Sur le bateau « Lifeline », au large de Malte, lundi 25 juin. / FELIX WEISS / MISSION LIFELINE/ AFP
Plus de deux semaines après la décision italienne d’interdire l’accès de ses ports aux ONG opérant des secours de migrants en Méditerranée, la confusion reste totale dans le canal de Sicile.

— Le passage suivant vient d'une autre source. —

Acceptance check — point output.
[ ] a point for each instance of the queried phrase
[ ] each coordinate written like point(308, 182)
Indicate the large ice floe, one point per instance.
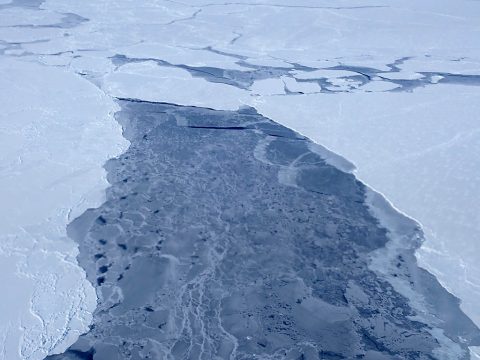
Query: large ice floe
point(392, 87)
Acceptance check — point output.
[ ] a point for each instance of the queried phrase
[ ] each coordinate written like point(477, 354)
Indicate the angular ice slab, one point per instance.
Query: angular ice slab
point(227, 236)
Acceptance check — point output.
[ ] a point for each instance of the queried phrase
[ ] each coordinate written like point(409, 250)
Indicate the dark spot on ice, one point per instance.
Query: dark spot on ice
point(101, 220)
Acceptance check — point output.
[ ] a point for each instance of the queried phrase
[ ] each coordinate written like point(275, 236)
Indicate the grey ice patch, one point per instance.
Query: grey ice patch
point(199, 252)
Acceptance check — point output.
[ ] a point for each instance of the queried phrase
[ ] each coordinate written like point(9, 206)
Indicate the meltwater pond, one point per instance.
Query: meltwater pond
point(224, 236)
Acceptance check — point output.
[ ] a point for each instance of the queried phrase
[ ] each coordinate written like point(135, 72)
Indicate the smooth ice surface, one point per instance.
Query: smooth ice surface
point(56, 131)
point(390, 86)
point(227, 236)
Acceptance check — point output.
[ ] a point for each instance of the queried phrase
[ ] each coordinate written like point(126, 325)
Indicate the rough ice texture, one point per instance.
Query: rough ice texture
point(224, 236)
point(319, 67)
point(50, 172)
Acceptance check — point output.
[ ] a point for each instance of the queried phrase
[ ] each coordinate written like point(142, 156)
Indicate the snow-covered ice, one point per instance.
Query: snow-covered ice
point(392, 87)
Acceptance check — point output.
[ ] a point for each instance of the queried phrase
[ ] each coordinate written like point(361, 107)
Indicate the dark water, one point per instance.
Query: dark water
point(224, 237)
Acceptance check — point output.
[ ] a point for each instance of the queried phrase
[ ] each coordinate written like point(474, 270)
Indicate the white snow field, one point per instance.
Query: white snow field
point(56, 132)
point(393, 87)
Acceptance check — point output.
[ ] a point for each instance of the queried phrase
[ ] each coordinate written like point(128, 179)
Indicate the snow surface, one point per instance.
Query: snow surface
point(56, 132)
point(392, 87)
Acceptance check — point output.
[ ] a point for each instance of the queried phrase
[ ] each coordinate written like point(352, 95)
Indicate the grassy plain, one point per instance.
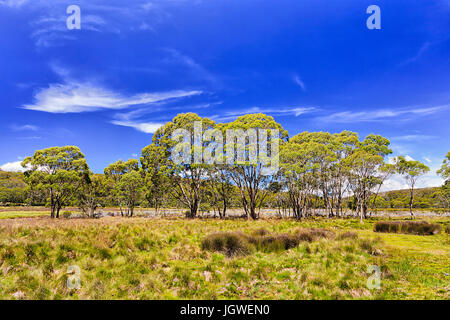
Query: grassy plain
point(156, 258)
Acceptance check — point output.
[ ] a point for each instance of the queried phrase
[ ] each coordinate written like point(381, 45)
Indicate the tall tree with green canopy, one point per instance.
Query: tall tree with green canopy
point(131, 190)
point(58, 172)
point(252, 175)
point(444, 171)
point(183, 145)
point(411, 170)
point(93, 193)
point(365, 163)
point(114, 173)
point(153, 162)
point(344, 144)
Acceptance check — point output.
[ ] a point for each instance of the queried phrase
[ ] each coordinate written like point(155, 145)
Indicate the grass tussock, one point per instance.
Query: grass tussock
point(229, 243)
point(347, 235)
point(146, 259)
point(238, 243)
point(408, 227)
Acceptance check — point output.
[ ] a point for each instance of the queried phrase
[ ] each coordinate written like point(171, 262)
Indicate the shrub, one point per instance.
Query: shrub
point(408, 227)
point(261, 232)
point(313, 234)
point(347, 235)
point(237, 243)
point(66, 214)
point(229, 243)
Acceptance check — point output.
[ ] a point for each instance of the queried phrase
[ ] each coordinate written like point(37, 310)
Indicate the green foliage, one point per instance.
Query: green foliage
point(142, 258)
point(411, 227)
point(57, 173)
point(444, 171)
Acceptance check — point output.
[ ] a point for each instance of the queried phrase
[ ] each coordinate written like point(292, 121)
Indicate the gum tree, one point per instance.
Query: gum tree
point(365, 164)
point(156, 180)
point(183, 145)
point(114, 173)
point(58, 172)
point(444, 172)
point(252, 176)
point(130, 189)
point(411, 170)
point(93, 193)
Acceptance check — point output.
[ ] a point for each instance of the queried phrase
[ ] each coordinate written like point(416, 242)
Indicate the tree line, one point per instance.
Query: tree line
point(317, 171)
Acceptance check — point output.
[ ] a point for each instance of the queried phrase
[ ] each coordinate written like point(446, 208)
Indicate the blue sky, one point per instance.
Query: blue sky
point(134, 65)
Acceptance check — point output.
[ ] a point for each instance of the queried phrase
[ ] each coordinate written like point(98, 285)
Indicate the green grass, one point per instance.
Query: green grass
point(22, 214)
point(141, 258)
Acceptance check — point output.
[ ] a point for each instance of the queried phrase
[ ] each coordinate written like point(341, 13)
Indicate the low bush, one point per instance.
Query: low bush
point(228, 243)
point(237, 243)
point(347, 235)
point(407, 227)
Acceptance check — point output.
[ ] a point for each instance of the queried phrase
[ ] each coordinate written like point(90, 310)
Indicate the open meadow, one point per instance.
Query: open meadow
point(167, 258)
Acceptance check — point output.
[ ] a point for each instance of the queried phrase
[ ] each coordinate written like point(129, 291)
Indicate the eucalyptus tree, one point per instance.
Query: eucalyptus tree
point(252, 142)
point(114, 173)
point(444, 171)
point(222, 191)
point(411, 170)
point(131, 188)
point(153, 162)
point(344, 144)
point(57, 172)
point(93, 194)
point(365, 163)
point(183, 146)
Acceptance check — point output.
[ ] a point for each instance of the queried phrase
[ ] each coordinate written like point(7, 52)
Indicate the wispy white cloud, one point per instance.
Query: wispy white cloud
point(12, 167)
point(13, 3)
point(299, 82)
point(383, 114)
point(25, 127)
point(75, 97)
point(413, 138)
point(146, 127)
point(294, 111)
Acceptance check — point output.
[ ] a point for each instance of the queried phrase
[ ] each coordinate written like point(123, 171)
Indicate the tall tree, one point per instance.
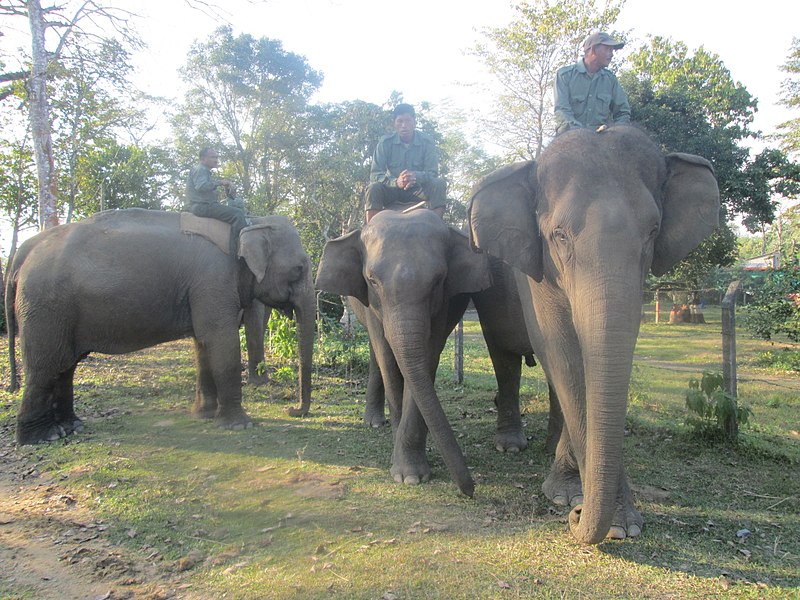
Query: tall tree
point(790, 97)
point(524, 56)
point(689, 102)
point(247, 97)
point(67, 21)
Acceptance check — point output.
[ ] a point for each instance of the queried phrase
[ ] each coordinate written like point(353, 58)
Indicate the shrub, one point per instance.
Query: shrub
point(775, 307)
point(712, 408)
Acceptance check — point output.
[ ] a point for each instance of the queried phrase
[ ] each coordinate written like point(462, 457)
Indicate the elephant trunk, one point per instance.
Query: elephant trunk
point(304, 306)
point(410, 340)
point(608, 335)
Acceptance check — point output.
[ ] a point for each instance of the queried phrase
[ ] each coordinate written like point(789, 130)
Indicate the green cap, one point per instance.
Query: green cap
point(601, 37)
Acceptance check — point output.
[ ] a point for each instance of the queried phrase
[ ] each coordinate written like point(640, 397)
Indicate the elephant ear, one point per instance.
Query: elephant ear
point(254, 248)
point(502, 217)
point(341, 268)
point(467, 271)
point(690, 209)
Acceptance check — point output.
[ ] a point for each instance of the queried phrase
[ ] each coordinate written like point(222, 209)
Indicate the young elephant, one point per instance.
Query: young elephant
point(585, 224)
point(129, 279)
point(409, 276)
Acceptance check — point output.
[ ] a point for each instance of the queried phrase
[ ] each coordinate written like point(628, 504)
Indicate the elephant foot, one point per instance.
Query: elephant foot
point(374, 418)
point(510, 441)
point(411, 472)
point(204, 412)
point(235, 420)
point(627, 522)
point(43, 433)
point(257, 380)
point(563, 488)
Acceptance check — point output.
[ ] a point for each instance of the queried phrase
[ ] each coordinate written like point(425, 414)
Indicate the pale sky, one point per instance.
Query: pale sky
point(368, 48)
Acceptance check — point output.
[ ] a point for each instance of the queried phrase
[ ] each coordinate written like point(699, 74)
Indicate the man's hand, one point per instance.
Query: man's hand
point(407, 179)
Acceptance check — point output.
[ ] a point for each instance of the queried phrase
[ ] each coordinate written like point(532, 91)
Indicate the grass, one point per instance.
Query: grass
point(306, 508)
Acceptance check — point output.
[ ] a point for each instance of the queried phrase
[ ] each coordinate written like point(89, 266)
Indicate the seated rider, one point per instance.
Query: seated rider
point(203, 196)
point(405, 169)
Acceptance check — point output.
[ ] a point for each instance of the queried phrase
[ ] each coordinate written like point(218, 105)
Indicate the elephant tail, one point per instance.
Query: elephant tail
point(11, 326)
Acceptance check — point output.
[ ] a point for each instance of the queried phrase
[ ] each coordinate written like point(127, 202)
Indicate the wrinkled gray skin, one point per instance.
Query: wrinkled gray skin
point(585, 225)
point(255, 320)
point(409, 278)
point(125, 280)
point(503, 326)
point(408, 320)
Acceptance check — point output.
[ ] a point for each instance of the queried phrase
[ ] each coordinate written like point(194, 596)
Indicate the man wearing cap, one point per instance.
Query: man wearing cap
point(587, 94)
point(202, 193)
point(405, 169)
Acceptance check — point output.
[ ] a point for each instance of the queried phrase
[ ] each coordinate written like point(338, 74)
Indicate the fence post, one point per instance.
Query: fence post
point(458, 339)
point(729, 353)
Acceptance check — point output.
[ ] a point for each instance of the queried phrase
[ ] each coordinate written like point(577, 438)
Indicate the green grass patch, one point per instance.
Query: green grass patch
point(305, 508)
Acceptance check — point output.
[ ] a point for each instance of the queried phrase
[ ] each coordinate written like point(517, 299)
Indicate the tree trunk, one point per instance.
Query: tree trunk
point(39, 108)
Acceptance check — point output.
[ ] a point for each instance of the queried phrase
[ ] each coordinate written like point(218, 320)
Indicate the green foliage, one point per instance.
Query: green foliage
point(712, 408)
point(344, 353)
point(282, 336)
point(775, 307)
point(524, 56)
point(781, 360)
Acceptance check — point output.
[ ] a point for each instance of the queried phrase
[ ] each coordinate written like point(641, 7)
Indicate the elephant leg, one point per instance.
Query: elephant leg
point(205, 398)
point(374, 411)
point(555, 421)
point(64, 403)
point(224, 359)
point(510, 436)
point(563, 484)
point(628, 521)
point(409, 460)
point(255, 323)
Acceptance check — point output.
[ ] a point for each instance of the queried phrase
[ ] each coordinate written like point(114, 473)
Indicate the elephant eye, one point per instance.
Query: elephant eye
point(560, 236)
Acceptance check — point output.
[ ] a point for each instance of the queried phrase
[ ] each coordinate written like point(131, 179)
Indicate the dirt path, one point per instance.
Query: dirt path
point(52, 547)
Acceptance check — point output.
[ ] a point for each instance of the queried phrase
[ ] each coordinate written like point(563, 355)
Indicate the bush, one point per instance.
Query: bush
point(712, 408)
point(775, 307)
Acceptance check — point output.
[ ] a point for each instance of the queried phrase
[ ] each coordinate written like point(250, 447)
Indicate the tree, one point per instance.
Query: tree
point(690, 103)
point(248, 97)
point(790, 97)
point(67, 26)
point(775, 307)
point(17, 186)
point(524, 57)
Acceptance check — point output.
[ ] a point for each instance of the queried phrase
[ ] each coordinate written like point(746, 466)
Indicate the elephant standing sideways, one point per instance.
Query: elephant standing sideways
point(585, 224)
point(409, 276)
point(129, 279)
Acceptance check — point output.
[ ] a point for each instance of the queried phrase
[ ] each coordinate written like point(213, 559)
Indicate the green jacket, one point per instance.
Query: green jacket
point(582, 100)
point(392, 157)
point(202, 186)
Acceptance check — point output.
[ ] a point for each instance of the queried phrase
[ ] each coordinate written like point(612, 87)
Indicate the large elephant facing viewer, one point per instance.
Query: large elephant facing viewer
point(124, 280)
point(585, 224)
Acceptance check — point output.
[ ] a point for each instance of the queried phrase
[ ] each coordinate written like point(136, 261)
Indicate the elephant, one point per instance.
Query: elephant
point(123, 280)
point(584, 224)
point(504, 331)
point(409, 277)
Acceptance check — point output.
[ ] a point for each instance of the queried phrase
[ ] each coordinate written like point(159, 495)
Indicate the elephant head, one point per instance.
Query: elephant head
point(281, 278)
point(404, 268)
point(585, 224)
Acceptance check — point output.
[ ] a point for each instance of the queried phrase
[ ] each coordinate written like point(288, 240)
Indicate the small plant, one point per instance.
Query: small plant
point(712, 409)
point(282, 336)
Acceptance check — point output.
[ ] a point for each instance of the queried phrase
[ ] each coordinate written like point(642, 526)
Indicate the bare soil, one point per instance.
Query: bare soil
point(52, 546)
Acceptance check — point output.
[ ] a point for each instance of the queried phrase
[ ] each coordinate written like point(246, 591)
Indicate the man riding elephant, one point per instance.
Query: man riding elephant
point(405, 169)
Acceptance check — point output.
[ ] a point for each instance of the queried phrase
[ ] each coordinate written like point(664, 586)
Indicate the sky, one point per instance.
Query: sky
point(368, 48)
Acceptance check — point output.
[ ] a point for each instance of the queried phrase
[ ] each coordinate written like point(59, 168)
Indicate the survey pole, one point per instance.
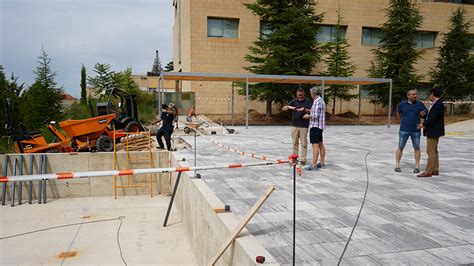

Les 234 migrants à bord du navire de l’organisation humanitaire allemande Lifeline, qui devaient rejoindre Malte pour y être débarqués au terme d’un accord avec divers pays européens – dont la France, qui s’est engagée à accueillir une partie des demandeurs d’asile –, restent bloqués en mer, dans des conditions de plus en plus difficiles.
Naviguant jusqu’ici dans les eaux internationales, le navire a été autorisé « à entrer dans les eaux maltaises pour se protéger du vent », a indiqué l’ONG mercredi matin. Le premier ministre maltais Joseph Muscat devait tenir une conférence de presse en fin de matinée. Le gouvernement maltais avait par ailleurs annoncé que si le Lifeline arrivait sur l’île, il enquêterait et prendrait des mesures contre le navire « qui a ignoré les instructions données conformément aux règles internationales par les autorités italiennes ».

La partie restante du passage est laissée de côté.